By MICHELLE SLATER
CAGED eggs could be phased out in the next 10 to 15 years under a new set of animal welfare guidelines released by the Commonwealth government last month.
New guidelines for poultry were developed under an independent poultry panel in a move to improve animal welfare standards.
It covers a range of welfare requirements for poultry including chickens, ducks, pigeons and emus.
Other proposed changes include providing water to all ducks and environmental stimulation for breeding chickens.
It also includes improving the minimum light intensity and required periods of darkness, ventilation, and temperature parameters for all poultry species.
But the move to phase out caged eggs has sparked concern from Victorian Farmers Federation egg group president Brian Ahmed, who said it could threaten Australia’s food and bio security.
The Werribee-based producer has been farming eggs for the past 55 years in caged, barn-laid and free-range systems.
Mr Ahmed said removing caged eggs would not necessarily guarantee animal welfare, pointing to examples of avian flu in the UK, which spread through free range poultry.
He said caged egg production protected birds from the spread of diseases, and led to fewer losses and less reliance on anti-biotics.
“In the past two years there has been no free range eggs in the UK because of avian flu. The government locked up all the chickens as it was the only way to control the disease,” he said.
“They then imported eggs from countries with caged eggs. If this happened here Australia would have to import caged eggs from Asia.
“It’s a recipe for disaster, we need all the farming systems for food security.”
The standards will be put before state and territory agriculture ministers to consider next steps by early next year.
Mr Ahmed said Victorian farmers would be lobbying the state government to keep caged egg production in place beyond 2032.

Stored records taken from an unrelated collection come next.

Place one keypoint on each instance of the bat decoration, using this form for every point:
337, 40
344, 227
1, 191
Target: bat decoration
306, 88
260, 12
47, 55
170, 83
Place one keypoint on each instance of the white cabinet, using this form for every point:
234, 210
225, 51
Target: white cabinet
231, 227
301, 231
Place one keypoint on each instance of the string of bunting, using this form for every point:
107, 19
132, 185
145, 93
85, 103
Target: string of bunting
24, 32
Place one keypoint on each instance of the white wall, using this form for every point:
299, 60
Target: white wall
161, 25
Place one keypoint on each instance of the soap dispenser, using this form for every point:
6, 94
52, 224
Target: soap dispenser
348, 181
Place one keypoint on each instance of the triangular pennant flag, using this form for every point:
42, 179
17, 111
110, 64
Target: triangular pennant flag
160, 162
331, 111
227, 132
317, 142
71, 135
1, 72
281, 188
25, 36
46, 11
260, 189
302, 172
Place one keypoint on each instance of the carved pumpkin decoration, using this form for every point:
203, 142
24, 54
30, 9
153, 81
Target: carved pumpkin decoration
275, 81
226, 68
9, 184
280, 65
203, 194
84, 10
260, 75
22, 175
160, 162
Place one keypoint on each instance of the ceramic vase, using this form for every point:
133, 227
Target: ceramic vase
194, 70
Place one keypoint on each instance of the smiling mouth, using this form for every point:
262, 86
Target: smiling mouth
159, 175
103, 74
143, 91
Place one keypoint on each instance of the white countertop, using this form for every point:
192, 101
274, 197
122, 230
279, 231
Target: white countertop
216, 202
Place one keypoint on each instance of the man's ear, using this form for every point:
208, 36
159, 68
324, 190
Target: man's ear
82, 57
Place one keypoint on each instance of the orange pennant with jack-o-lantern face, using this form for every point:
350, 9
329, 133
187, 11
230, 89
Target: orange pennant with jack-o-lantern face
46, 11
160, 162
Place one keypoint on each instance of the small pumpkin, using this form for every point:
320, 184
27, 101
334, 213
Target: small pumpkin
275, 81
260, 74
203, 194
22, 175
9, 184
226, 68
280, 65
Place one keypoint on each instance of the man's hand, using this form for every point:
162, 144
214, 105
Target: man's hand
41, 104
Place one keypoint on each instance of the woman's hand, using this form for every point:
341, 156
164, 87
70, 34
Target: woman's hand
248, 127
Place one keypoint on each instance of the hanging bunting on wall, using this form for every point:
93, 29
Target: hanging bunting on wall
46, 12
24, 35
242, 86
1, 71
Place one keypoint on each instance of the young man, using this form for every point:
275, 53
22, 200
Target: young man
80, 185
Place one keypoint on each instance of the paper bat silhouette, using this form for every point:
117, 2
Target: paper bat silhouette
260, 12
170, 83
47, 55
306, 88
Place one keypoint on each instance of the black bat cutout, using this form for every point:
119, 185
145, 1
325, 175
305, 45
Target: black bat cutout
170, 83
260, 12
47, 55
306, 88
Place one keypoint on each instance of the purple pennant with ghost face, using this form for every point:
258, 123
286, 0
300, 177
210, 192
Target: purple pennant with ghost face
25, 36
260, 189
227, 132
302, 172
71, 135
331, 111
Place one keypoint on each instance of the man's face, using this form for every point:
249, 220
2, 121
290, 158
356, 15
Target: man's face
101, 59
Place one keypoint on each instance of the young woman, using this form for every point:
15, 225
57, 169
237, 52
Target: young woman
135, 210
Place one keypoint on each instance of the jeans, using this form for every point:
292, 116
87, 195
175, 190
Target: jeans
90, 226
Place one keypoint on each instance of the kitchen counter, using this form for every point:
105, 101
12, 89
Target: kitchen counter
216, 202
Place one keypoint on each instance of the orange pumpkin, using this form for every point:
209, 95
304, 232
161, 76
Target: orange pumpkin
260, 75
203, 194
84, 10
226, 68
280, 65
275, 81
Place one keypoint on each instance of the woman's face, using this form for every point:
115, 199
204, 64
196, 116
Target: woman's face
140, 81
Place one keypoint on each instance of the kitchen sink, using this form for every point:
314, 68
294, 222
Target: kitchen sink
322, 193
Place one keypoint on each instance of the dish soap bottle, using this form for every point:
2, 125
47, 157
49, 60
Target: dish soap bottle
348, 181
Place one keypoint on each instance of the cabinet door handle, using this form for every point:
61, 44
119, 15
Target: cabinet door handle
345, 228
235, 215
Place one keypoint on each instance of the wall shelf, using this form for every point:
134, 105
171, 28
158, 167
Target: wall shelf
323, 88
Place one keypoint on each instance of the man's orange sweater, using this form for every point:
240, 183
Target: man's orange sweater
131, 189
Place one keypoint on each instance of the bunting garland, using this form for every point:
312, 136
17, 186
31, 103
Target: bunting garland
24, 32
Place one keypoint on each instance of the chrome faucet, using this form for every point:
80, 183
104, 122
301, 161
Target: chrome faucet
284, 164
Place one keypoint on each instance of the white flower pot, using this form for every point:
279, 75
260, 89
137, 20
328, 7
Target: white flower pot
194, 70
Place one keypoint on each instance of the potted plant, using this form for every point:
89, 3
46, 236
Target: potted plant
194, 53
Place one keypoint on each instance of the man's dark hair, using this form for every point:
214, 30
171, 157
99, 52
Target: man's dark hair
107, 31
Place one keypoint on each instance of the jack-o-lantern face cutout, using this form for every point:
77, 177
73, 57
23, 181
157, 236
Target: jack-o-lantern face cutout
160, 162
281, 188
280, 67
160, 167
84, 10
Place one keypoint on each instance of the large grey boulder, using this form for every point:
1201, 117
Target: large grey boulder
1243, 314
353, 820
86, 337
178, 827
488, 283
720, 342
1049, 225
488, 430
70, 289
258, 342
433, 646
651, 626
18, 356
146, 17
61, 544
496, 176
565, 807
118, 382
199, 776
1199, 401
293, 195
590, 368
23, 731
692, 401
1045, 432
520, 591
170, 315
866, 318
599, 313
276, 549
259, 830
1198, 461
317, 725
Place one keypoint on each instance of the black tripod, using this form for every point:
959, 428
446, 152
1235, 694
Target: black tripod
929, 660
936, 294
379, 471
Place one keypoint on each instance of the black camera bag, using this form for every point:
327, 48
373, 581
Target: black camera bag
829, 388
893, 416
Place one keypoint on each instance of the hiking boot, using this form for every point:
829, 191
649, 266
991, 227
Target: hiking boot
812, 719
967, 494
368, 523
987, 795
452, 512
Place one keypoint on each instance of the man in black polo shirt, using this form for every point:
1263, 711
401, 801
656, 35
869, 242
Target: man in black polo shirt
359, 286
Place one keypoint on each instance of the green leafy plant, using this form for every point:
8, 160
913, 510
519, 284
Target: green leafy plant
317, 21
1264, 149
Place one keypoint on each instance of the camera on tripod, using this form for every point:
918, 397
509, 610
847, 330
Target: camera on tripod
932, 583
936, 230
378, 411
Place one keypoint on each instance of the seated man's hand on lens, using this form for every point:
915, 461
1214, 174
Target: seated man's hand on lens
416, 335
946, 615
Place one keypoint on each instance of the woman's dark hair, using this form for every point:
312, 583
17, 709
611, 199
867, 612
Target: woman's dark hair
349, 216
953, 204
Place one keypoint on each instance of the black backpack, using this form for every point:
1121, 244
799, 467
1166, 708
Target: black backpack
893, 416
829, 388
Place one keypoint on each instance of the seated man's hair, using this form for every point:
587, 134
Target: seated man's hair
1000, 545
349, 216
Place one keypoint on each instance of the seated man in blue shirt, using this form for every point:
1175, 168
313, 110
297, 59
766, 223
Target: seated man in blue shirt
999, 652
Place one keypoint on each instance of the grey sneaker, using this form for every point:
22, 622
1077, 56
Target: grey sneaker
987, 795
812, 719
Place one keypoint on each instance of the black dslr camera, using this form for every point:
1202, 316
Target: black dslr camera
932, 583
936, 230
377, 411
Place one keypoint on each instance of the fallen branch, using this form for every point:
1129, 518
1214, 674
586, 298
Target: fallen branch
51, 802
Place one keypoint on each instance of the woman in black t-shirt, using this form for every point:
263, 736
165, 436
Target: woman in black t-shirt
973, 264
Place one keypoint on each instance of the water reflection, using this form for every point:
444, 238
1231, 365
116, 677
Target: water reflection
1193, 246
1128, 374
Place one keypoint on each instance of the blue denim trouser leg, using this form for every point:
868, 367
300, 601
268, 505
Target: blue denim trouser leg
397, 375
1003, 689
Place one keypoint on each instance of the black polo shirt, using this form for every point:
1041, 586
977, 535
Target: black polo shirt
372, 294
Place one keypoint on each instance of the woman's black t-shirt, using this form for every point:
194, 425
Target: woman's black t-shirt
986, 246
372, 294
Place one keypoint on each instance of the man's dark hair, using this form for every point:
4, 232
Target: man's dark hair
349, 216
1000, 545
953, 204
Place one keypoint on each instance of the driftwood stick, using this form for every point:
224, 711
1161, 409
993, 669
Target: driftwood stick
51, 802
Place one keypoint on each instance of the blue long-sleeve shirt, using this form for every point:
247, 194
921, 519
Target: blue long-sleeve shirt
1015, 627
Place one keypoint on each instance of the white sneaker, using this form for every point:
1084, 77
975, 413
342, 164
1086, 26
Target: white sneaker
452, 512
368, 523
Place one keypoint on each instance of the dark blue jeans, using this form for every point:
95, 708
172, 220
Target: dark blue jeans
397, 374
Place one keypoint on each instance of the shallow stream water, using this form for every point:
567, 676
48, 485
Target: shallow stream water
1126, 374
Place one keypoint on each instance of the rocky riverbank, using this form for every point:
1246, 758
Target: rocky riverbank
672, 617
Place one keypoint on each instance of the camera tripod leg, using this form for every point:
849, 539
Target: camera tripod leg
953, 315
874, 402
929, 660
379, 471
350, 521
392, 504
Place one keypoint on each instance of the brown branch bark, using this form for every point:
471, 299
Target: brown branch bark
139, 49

“We have a submission into this that showed all the science behind caged eggs, but they totally ignored the science,” Mr Ahmed said.
“Caged eggs are designed for food volume production; free-range is fine if you have a few thousand birds but not for large scale farming.”
Minister for Agriculture Murray Watt said the proposed standards balanced contemporary animal welfare science with feedback from extensive community engagement.
Mr Watt said there was strong interest in the standards after 167,000 public submissions in the consultation period.
“The poultry standards are part of a suite of animal welfare standards and guidelines that aim to harmonise animal welfare legislation and provide clarity and consistency for industry and consumers,” Mr Watt said.
“The new standards will also assure Australia’s trading partners that we have strong standards of animal welfare.”